According to local media outlet Bangkok Post report, Revenue Department of Thailand trials blockchain for tracking value-added tax payments in the country. And if the technology is adopted it would make Thailand the first nation to use the distributed ledger technology for tax probes.
Blockchain for VAT
Ekniti Nitithanprapas, the director-general of Thailand’s Revenue Department said that the department wants to utilize blockchain technology to avert VAT refund fraud.
He also added that blockchain is anticipated to aid verify tax invoices, which would aid to remove fake invoices for VAT claims.
Ekniti further explained that for instance, when a firm purchases products from another firm, the former will allocate VAT invoices to the latter firm and both the companies can utilize blockchain to affirm the transactions.
Tax Fraud and Evasion
He went on say that to prevent the tax fraud and evasion, the Department of Revenue is looking forward to adopting machine learning and to use AI to study and learn about tax fraud practices to eventually force more people to enter the official tax system.
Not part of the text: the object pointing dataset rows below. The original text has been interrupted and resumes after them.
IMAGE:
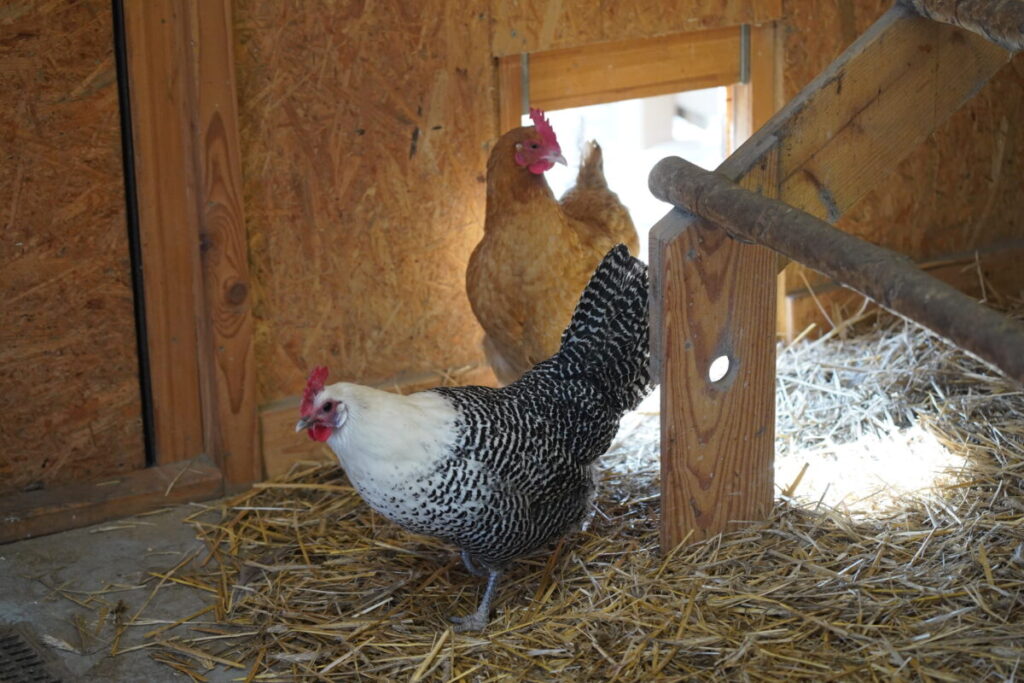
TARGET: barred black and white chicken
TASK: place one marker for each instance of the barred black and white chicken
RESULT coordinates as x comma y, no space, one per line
498,472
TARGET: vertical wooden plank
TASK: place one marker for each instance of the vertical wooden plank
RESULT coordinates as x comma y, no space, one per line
228,366
165,177
509,92
713,297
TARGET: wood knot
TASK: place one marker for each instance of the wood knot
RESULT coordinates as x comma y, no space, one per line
237,294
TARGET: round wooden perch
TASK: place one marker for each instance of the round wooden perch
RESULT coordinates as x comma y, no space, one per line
882,274
999,20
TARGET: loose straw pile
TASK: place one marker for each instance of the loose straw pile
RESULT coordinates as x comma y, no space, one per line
306,583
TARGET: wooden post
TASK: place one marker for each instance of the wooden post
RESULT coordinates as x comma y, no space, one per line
196,261
228,361
161,105
711,298
888,278
823,151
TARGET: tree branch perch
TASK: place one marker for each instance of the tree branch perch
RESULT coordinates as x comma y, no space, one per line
882,274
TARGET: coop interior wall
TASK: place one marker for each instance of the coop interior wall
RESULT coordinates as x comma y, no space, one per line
957,193
365,132
70,408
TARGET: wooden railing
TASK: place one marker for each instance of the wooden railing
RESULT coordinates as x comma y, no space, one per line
714,260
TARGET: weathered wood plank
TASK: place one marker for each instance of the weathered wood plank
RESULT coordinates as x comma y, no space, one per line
914,77
226,322
869,109
535,26
37,513
509,92
70,407
165,176
903,68
712,297
640,68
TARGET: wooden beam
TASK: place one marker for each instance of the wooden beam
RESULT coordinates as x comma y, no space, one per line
880,99
998,20
50,510
226,323
639,68
884,275
712,297
820,153
870,108
509,93
165,178
982,273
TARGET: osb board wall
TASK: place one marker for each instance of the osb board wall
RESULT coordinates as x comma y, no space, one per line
531,26
70,404
365,131
957,191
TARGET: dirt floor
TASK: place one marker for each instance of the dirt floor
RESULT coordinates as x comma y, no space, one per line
45,582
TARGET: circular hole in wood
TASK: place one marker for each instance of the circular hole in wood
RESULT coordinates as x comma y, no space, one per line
719,369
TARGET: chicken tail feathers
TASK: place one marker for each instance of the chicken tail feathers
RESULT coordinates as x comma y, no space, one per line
591,174
607,340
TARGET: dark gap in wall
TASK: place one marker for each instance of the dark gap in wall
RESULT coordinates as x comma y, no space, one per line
134,242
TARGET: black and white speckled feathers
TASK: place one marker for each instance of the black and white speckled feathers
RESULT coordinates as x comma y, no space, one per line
502,472
539,437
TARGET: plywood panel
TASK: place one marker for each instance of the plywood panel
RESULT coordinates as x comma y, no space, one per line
532,26
957,191
365,132
70,406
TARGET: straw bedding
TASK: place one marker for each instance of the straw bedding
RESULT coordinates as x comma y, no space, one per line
306,583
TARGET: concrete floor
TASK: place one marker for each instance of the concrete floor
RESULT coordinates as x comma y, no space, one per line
86,560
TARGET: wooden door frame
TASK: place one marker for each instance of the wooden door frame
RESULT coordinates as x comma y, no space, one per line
187,174
605,72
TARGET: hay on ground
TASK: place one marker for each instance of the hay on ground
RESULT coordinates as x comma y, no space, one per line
306,583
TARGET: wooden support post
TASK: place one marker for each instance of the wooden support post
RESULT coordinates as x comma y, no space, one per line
196,261
822,152
884,275
712,297
161,105
228,361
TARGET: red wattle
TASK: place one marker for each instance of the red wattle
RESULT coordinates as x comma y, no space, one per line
320,432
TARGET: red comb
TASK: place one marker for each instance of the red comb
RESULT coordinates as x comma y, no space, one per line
544,127
313,386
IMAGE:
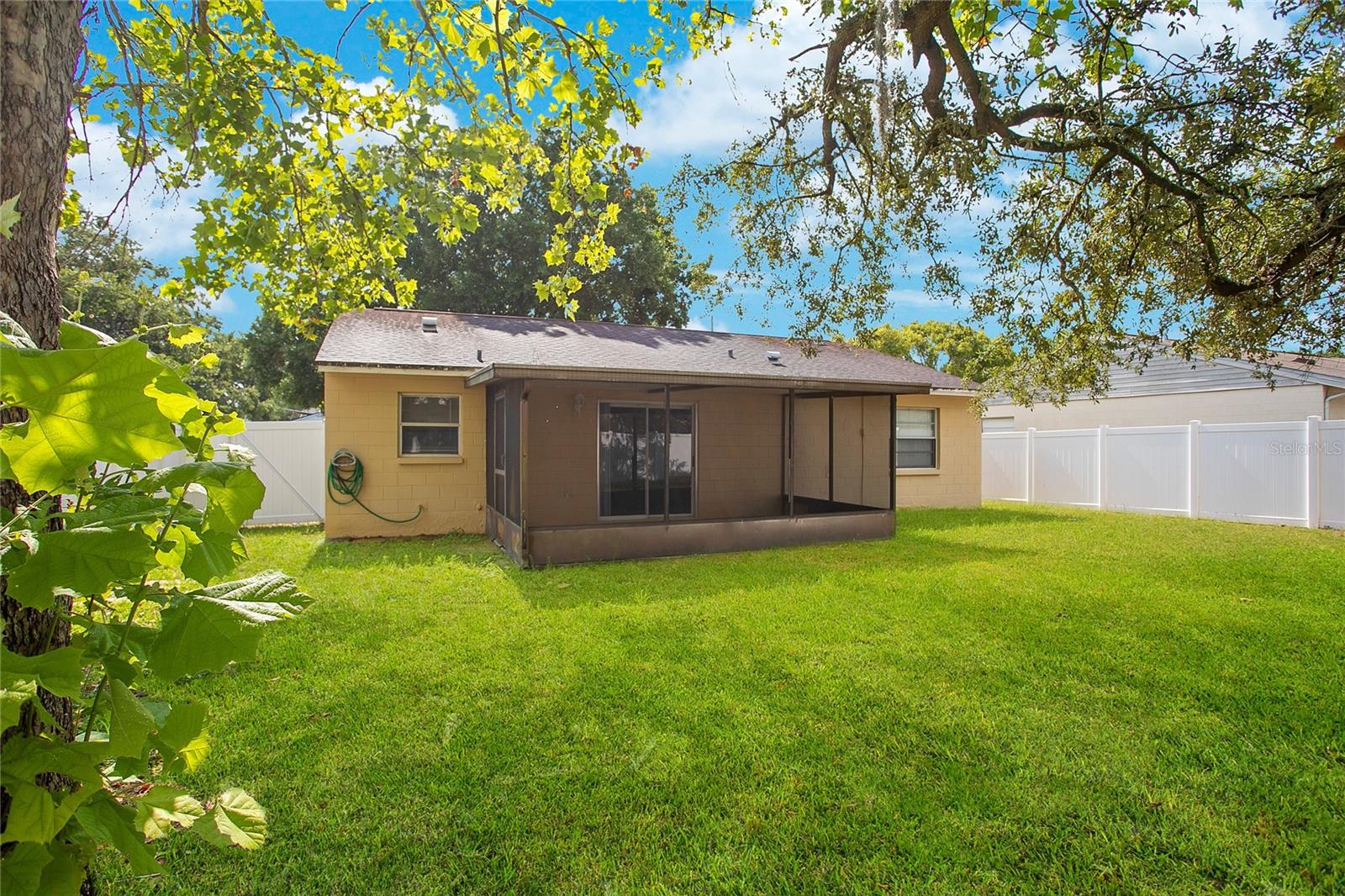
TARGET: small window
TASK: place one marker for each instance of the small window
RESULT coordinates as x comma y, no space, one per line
918,439
430,425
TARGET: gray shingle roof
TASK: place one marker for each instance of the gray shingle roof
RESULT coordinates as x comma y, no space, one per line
394,338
Mr. Ekniti states that adoption of new technologies like digital tax collection system and big data is a priority for him, who aims to use innovation to boost efficiency and expand the taxpayer base.
Tipsuda Thavaramara the deputy secretary of Thailand’s SEC recently declared that Thailand-based STOs (Securities Token Offerings) would break regulations if they were issued in international markets.
She further explained that the legislature yet has not decided how to deal with the Securities Token Offerings.
Altogether, Thailand is planning to legalize ICOs (initial coin offerings) in the country. Additionally, it is also planning to supervise crypto exchanges and legitimizing crypto via regulation.